Network like a pro! Attend meetups, conferences, or online webinars related to Site Reliability Engineering. Engaging with industry professionals can open doors and give us insider info on job openings that might not be advertised.

Tip Number 2

Show off your skills! Create a portfolio showcasing your automation projects in Python or any agentic AI work you've done. This gives potential employers a tangible look at what we can bring to the table.

Tip Number 3

Prepare for interviews by practising common SRE scenarios. Think about how you would tackle operational toil or process re-engineering. We want to demonstrate our problem-solving skills and how we can optimise processes effectively.

Tip Number 4

Don’t forget to apply through our website! It’s the best way to ensure your application gets seen by the right people. Plus, we love seeing candidates who are proactive about their job search!
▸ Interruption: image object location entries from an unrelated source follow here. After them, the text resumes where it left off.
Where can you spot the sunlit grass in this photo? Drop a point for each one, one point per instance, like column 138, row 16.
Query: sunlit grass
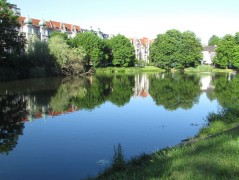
column 213, row 154
column 206, row 68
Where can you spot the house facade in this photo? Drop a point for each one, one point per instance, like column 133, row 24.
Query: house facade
column 141, row 47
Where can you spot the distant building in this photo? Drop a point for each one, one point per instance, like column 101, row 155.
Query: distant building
column 141, row 47
column 16, row 10
column 141, row 85
column 208, row 55
column 43, row 29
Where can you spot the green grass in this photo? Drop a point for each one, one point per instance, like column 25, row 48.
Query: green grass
column 213, row 154
column 206, row 68
column 128, row 70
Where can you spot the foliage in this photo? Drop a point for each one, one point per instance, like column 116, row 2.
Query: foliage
column 96, row 49
column 175, row 91
column 176, row 50
column 123, row 51
column 214, row 40
column 10, row 40
column 69, row 60
column 225, row 49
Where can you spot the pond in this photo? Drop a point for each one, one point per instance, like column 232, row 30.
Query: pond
column 66, row 129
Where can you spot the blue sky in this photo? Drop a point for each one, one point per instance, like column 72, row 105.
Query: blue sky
column 140, row 18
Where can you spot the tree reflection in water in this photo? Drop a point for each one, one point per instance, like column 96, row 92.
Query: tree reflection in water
column 12, row 113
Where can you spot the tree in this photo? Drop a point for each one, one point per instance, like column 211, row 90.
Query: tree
column 176, row 50
column 214, row 40
column 68, row 60
column 123, row 51
column 225, row 50
column 191, row 48
column 10, row 40
column 95, row 48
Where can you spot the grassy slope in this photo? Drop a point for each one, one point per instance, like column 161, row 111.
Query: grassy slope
column 213, row 154
column 212, row 158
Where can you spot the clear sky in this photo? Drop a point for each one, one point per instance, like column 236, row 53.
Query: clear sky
column 140, row 18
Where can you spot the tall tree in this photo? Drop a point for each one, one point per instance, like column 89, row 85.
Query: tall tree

We think you need these skills to ace Site Reliability Engineer in London

Automation Engineering
Python
Agentic AI
Process Re-engineering
Operational Toil Reduction
KPI Tracking
Observability

Some tips for your application 🫡

Tailor Your CV:Make sure your CV is tailored to the SRE role. Highlight your experience with automation, Python, and any relevant AI projects. We want to see how your skills align with our needs!

Craft a Compelling Cover Letter:Your cover letter is your chance to shine! Use it to explain why you're passionate about the SRE role and how you can help us eliminate operational toil. Keep it concise but impactful.
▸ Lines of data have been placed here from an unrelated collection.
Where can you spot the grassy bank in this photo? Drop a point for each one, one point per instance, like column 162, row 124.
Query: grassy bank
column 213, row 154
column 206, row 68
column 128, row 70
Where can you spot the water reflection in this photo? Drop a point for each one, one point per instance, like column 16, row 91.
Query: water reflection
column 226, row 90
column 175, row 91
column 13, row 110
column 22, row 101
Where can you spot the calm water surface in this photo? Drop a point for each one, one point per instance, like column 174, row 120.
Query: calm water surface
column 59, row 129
Showcase Your Achievements:When detailing your experience, focus on measurable outcomes. Did you reduce MTTR or improve efficiency? We love numbers that demonstrate your impact, so don’t hold back!

Apply Through Our Website:We encourage you to apply directly through our website. It’s the best way for us to receive your application and ensures you’re considered for the role. Plus, it’s super easy!

How to prepare for a job interview at Cubestech Ltd

Know Your Automation Inside Out

Make sure you can discuss your experience with automation in detail. Be ready to share specific examples of how you've built production-grade automation in Python, and how it has eliminated operational toil. Highlight any measurable impacts you've achieved, like reduced MTTR or alert volume.

Showcase Your Process Re-engineering Skills

Prepare to talk about your approach to process optimisation. Think of instances where you've mapped out current operations and redesigned them for efficiency. Bring along examples of standardised workflows or runbooks you've created that have made a real difference.

Demonstrate Your Agentic AI Experience

Be ready to explain your experience with agentic AI and how you've implemented workflows that take action autonomously. Discuss the tools you've integrated and the controls you've put in place, such as human-in-the-loop approvals and measurable outcomes.

Familiarise Yourself with the Banking/Finance Sector

If you have experience in the banking or finance market risk domains, make sure to highlight it. If not, do some research on the sector and be prepared to discuss how your skills can translate into this environment, especially regarding distributed systems and mixed estates.